La ESA está desarrollando una especie de camión de la basura espacial, eDeorbit, que recoja satélites viejos entre los 800 y 1000 kilómetros en las órbitas polares, el lugar más conflictivo. Son las órbitas más apreciadas por los satélites de observación terrestre. “Cada satélite pasa unas 14 veces al día por ahí. Confluyen muchos en un espacio reducido y el riesgo de colisión es alto”, subraya Krag. Los capturaría con un brazo robótico o con una red y los arrastraría hasta una zona donde se precipitarían hacia la Tierra por atracción gravitatoria y se quemarían en la caída por el rozamiento con la atmófera.
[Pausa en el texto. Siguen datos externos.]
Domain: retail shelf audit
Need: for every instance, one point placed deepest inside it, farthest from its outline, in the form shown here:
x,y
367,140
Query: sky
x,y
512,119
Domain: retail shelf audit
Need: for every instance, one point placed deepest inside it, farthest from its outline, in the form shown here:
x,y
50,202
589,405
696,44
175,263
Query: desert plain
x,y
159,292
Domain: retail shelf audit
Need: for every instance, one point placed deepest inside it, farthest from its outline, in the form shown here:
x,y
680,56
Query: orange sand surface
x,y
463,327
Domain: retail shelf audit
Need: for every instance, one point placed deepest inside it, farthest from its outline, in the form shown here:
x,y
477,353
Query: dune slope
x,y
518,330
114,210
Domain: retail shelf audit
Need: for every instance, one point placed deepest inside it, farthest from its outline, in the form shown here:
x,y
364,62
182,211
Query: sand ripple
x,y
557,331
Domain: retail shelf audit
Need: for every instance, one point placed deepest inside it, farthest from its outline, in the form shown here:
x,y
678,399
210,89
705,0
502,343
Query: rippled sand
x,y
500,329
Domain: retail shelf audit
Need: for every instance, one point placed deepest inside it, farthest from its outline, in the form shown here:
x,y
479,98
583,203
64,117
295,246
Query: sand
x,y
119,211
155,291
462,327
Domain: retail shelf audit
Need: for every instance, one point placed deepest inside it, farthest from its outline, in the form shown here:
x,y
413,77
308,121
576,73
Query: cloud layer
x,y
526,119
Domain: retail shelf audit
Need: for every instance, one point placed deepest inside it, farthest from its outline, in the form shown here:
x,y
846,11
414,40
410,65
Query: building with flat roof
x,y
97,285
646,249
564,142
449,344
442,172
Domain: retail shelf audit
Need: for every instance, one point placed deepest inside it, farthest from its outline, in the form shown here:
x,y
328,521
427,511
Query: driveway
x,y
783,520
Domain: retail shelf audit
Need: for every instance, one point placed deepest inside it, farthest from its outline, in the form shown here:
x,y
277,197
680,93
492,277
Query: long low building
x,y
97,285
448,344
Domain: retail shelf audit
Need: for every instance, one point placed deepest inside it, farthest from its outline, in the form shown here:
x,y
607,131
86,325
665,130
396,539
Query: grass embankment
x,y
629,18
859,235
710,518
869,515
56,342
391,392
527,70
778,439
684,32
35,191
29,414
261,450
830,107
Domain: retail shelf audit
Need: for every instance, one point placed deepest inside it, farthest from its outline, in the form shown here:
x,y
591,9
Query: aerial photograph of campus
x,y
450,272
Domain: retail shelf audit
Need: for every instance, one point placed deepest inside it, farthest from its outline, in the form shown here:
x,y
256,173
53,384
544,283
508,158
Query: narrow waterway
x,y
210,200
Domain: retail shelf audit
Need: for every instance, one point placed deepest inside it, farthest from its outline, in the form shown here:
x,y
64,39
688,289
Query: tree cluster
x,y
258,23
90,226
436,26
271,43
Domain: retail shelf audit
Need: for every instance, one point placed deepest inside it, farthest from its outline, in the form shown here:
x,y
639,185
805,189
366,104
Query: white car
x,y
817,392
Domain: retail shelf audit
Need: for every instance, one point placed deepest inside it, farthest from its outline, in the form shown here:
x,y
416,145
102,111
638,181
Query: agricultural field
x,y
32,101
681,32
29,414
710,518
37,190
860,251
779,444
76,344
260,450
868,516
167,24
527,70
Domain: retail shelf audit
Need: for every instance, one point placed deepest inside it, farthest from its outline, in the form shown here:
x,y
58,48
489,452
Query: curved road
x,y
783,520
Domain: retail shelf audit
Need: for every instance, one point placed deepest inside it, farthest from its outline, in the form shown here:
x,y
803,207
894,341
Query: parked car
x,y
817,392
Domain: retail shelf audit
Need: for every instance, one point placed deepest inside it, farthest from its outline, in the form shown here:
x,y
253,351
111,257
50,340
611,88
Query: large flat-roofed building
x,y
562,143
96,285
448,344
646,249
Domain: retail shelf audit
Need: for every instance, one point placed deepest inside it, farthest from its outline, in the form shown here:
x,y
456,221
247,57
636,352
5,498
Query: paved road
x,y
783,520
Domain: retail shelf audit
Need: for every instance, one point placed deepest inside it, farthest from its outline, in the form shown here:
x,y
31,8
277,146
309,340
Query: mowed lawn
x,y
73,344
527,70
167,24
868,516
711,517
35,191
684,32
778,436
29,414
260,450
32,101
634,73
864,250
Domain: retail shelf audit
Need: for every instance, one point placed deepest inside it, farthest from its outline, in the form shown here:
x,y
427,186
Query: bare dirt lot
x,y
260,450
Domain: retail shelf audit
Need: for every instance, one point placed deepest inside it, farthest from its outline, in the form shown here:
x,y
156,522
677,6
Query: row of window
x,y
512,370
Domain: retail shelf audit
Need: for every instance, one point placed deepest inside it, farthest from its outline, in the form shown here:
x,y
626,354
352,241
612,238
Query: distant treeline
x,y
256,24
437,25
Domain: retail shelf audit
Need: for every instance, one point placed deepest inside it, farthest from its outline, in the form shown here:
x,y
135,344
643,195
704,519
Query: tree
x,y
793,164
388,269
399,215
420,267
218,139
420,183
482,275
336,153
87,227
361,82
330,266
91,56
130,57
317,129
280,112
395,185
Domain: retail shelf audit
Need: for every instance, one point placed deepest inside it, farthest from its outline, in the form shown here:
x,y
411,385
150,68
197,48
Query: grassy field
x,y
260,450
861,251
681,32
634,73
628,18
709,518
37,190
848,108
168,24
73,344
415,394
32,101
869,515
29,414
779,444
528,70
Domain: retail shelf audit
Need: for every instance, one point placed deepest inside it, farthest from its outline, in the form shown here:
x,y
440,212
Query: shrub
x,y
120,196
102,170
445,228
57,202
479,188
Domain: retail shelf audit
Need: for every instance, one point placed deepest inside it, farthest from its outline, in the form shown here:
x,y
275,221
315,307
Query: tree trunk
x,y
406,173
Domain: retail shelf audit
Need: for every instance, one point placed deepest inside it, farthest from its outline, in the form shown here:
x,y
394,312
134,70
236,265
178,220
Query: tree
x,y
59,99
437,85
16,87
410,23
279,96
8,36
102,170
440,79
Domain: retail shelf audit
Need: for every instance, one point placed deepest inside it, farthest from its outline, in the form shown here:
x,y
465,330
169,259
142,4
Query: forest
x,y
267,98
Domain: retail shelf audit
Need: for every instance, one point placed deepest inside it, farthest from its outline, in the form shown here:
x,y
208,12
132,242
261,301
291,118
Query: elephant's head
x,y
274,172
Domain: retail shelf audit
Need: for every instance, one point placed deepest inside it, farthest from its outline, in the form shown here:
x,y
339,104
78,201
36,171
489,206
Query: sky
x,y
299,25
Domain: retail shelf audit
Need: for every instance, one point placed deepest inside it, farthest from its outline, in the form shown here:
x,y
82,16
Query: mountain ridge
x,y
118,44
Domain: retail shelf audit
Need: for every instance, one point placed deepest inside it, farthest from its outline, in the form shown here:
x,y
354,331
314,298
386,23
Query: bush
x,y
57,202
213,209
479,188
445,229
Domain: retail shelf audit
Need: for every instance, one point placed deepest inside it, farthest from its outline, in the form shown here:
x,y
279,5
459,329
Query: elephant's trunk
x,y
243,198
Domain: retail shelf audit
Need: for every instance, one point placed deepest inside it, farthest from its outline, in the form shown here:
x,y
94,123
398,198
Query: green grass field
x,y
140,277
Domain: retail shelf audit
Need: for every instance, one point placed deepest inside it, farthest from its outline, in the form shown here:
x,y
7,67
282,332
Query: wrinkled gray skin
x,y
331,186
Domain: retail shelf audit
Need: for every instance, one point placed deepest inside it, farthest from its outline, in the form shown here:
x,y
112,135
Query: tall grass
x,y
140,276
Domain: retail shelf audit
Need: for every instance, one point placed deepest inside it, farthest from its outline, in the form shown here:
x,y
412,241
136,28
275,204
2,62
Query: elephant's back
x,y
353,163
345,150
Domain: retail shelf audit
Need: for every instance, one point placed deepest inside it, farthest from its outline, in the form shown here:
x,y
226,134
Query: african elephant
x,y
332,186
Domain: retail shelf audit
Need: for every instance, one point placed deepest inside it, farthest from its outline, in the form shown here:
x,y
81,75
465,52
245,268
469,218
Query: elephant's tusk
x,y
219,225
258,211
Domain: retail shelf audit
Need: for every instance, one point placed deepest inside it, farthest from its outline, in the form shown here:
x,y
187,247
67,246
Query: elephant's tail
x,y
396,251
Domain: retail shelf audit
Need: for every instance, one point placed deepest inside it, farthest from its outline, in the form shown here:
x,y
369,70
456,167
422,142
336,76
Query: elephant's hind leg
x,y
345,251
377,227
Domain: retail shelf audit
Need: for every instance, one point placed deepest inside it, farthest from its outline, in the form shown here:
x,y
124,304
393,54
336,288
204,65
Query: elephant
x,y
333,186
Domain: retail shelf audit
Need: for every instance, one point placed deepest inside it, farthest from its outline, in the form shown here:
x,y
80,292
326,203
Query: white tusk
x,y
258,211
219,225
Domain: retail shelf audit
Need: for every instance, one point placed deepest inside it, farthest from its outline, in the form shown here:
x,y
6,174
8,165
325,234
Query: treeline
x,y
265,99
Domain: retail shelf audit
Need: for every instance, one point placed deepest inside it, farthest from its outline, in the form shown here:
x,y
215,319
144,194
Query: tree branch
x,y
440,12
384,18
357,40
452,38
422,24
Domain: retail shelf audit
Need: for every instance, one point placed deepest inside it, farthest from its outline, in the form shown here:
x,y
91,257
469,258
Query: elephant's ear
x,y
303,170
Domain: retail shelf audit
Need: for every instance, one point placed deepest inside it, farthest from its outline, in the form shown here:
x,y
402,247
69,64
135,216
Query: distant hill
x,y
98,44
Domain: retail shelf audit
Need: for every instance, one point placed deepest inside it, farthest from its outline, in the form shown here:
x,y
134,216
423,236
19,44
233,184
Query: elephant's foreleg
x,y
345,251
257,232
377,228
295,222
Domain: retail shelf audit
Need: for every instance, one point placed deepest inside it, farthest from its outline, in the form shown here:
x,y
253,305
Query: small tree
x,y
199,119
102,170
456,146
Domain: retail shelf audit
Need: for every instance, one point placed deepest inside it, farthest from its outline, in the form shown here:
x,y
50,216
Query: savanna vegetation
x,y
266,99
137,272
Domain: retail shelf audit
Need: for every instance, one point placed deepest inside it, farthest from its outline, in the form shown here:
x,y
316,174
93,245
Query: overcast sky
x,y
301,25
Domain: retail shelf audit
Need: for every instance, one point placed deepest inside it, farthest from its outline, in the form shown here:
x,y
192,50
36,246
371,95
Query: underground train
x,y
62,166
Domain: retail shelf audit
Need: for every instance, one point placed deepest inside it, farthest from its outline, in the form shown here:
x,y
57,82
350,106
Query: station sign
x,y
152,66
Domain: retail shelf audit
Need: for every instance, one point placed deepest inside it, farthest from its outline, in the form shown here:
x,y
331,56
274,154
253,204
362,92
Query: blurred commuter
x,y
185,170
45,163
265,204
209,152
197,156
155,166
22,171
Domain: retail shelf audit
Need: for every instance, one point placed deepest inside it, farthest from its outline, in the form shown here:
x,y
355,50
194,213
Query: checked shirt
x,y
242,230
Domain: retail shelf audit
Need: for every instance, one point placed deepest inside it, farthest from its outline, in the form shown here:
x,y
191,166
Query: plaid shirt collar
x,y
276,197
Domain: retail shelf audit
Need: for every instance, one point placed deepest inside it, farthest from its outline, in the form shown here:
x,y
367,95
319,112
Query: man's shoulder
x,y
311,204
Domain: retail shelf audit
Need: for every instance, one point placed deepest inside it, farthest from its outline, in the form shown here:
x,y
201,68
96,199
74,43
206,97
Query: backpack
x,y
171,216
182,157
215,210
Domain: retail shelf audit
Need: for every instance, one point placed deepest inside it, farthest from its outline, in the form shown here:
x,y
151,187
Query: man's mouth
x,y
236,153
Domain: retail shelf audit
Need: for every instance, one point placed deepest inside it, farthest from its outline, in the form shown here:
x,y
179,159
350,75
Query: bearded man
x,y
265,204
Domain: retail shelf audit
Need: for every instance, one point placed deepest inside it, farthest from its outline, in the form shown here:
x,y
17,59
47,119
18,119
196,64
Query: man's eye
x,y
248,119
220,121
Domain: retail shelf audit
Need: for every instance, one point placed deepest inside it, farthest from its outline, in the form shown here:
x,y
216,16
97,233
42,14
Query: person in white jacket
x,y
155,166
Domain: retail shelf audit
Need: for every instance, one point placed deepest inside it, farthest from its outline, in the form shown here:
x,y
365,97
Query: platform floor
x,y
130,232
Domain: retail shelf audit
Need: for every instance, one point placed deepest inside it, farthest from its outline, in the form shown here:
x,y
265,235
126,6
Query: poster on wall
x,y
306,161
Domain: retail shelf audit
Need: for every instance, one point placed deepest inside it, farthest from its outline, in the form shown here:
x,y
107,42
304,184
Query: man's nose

El lanzamiento está previsto para 2024.
"La manera más eficaz de reducir el crecimiento de los deshechos es evitando las explosiones en órbita y las colisiones. Por eso desde 1997 las etapas de los cohetes Ariane liberan de manera controlada el combustible y descargan sus baterías. Desde entonces no han producido ninguna explosión allí arriba”, explica Krag. También está en pleno desarrollo una nueva generación de cohetes reutilizables para minimizar los residuos y ahorrar material.
Otra medida que propone la iniciativa CleanSpace de la ESA es que cada empresa o agencia que ponga en órbita un satélite debe responsabilizarse de retirarlo cuando acabe su vida útil, siempre antes de 25 años. Los satélites pueden quemarse en la atmósfera o si aún tienen combustible pueden desplazarse hasta sobrevolar el lugar del océano más alejado de tierra firme: el punto Nemo. Está en el océano Pacífico; es un homenaje al capitán del submarino Nautilus de la novela de Julio Verne, ‘20000 leguas de viaje submarino’. Allí, como en un salto del ángel, el viejo satélite se dejaría caer.